Here's the most priceless quote on their site:
Did you bother asking webmasters if they want their websites saved?
I don't want to be archived, I don't need to be saved, take your archiving toys and go fuck yourselves!
SPIT ALERT - PUT DOWN YOUR DRINK!
I just about wrecked a keyboard while sipping soda when I ran across this:
RESPECT FOR CONTENT?
Respect for content
All archived pages, links and sites are stored exactly as they appeared on the web. Pictures, objects, links and flash are all retained as they are, preserved as originally conceived.
Are you fucking kidding me?
Where's the respect for my fucking copyright?
You'll be archiving pages WITHOUT PERMISSION, possibly with someone's AdSense account embedded and someone can be sitting on your sites click frauding accounts to death, or stealing content while it can't even be detected that someone is even accessing the pages via the archive.
When they "archive" your page it gets crawled by the following:
22.214.171.124 "Mozilla/5.0 (compatible; heritrix/1.4.0 +http://www.hanzoweb.com)"Now look at this shit coming from their servers:
inetnum: 126.96.36.199 - 188.8.131.52
descr: Hanzo Archives Ltd
184.108.40.206 "GET / " Mozilla/5.0 (compatible; heritrix/1.4.0 +http://www.hanzoweb.com)"So it's looking at robots.txt but what user agent are they looking for?
220.127.116.11 "GET /robots.txt" "Python-urllib/1.16"
18.104.22.168 "GET / " "Mozilla/5.0 (compatible; heritrix/1.4.0 +http://www.hanzoweb.com)"
22.214.171.124 "GET /robots.txt HTTP/1.0" "Python-urllib/1.16"
126.96.36.199 "GET /"" "Python-urllib/2.4"
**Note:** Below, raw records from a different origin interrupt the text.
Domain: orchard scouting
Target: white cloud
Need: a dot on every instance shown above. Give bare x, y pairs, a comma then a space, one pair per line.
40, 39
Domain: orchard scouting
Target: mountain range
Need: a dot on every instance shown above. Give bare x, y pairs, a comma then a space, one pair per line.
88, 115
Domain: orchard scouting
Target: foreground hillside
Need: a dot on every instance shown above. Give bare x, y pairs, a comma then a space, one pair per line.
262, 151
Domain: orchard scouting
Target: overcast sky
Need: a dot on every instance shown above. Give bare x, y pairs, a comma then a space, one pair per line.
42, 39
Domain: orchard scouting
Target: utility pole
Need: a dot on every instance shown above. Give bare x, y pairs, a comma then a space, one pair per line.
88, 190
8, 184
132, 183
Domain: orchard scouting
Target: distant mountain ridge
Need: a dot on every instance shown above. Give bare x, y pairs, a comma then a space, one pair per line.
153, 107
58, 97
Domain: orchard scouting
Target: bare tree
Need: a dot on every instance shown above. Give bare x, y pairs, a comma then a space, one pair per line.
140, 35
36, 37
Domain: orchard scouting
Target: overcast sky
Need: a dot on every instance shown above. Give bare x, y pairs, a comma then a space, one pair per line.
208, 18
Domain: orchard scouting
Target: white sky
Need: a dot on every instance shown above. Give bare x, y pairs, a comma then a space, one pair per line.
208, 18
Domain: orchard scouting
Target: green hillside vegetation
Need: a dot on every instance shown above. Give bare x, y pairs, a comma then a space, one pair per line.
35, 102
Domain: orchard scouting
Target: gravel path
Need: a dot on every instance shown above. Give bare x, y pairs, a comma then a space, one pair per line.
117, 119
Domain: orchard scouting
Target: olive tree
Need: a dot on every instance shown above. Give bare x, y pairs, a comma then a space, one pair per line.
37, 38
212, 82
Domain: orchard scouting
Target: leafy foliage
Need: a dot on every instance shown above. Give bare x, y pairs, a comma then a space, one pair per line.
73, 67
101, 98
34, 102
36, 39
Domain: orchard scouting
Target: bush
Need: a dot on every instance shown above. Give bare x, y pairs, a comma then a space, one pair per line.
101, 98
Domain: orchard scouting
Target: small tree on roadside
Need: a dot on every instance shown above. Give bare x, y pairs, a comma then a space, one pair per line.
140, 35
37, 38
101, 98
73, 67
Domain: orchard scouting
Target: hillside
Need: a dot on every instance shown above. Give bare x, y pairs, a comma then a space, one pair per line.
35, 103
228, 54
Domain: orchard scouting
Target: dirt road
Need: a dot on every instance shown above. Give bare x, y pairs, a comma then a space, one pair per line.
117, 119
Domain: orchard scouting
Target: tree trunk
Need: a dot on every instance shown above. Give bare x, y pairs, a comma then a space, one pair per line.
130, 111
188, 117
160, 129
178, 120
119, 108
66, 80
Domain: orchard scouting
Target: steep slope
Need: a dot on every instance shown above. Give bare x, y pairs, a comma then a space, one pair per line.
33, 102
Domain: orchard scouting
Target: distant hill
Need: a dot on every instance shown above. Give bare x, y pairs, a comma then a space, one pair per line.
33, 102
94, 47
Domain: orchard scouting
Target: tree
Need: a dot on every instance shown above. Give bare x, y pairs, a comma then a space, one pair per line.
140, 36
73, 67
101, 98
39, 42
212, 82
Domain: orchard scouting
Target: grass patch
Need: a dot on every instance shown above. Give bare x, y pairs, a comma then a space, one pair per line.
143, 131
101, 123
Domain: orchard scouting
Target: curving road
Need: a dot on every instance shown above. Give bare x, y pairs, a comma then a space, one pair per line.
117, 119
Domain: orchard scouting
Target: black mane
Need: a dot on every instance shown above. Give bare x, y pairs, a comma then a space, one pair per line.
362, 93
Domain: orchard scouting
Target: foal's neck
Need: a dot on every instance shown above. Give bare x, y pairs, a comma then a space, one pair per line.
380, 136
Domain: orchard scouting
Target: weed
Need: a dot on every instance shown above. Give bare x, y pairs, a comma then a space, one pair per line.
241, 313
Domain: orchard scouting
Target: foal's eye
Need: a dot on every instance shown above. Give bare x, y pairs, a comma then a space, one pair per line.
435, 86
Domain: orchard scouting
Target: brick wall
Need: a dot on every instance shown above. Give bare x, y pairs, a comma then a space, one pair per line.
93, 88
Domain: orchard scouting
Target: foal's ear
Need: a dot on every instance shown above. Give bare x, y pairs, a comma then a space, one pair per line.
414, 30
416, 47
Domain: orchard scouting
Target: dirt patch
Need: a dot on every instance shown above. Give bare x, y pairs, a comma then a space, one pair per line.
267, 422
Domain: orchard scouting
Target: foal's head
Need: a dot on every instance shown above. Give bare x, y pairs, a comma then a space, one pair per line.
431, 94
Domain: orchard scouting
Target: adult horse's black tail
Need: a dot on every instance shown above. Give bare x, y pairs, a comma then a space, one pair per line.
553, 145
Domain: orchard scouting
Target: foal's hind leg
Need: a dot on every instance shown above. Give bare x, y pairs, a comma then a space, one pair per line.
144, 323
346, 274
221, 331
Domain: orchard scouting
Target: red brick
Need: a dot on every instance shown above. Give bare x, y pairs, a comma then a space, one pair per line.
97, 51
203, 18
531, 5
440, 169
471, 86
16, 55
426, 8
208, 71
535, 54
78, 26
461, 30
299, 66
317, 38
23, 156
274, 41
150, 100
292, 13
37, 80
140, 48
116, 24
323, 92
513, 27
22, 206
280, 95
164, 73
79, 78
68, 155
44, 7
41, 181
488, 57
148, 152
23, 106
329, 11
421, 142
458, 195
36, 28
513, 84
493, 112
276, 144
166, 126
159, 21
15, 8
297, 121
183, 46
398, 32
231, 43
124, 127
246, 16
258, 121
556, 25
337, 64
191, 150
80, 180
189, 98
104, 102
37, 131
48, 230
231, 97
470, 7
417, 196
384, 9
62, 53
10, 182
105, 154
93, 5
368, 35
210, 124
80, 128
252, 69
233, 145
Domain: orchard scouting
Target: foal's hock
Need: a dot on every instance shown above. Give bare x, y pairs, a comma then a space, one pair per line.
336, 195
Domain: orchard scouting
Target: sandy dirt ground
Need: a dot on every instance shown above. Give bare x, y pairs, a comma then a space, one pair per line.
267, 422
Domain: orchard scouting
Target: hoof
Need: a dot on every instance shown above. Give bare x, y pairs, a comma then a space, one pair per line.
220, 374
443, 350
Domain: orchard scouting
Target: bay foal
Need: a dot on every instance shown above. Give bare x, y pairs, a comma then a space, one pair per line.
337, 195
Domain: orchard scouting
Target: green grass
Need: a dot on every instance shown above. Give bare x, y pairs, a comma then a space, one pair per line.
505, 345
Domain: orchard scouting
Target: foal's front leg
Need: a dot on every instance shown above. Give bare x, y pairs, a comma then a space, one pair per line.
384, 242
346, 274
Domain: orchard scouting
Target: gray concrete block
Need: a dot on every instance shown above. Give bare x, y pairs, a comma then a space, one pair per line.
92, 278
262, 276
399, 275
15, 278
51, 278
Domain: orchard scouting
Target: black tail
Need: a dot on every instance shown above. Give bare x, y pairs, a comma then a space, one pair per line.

188.8.131.52 "GET /" "Python-urllib/2.4"
I dug around on their site and didn't see it, so I have no clue what the Python-urllib is looking for in robots.txt, but it really doesn't matter because the FAQ page plainly states that they don't give a flying fuck about your robots.txt file, they'll archive it anyway no matter WHAT YOU SAY MR. WEBMASTER and make it private:
The original crawl was subject to restrictions by robots.txt. This means that any archived content will be marked as private for browsing by the person crawling it, therefore, unless its your own archive, you will not see this content.Sounds to me, as a webmaster, they're saying "FUCK YOU!".
Well, I blocked your service, so this webmaster is replying in kind "FUCK YOU!" no tresspassing allowed.
This is a huge problem as people will be snapping copies of anything for any reason and you, the webmaster, will have no control over what Hanzo:web stores or displays nor what these people do with your content after the fact.
BTW, when people start flaming me that I should've "contacted" them to find out what they were looking for in the robots.txt file, if they were doing it right, the path to this information would've been in the user agent string just like all the other sites do, or highlighted in the FAQ.
Nice idea but your draconian implementation doesn't deserve a second chance and it's blocked, out of mind, not a problem for me anymore.
FWIW, my bot blocker already stopped them from getting anything in the first place but I'm blocking their whole range of IPs just to make sure nothing slips through the cracks like stealth crawling as they have already demonstrated a complete lack of respect for everyones website.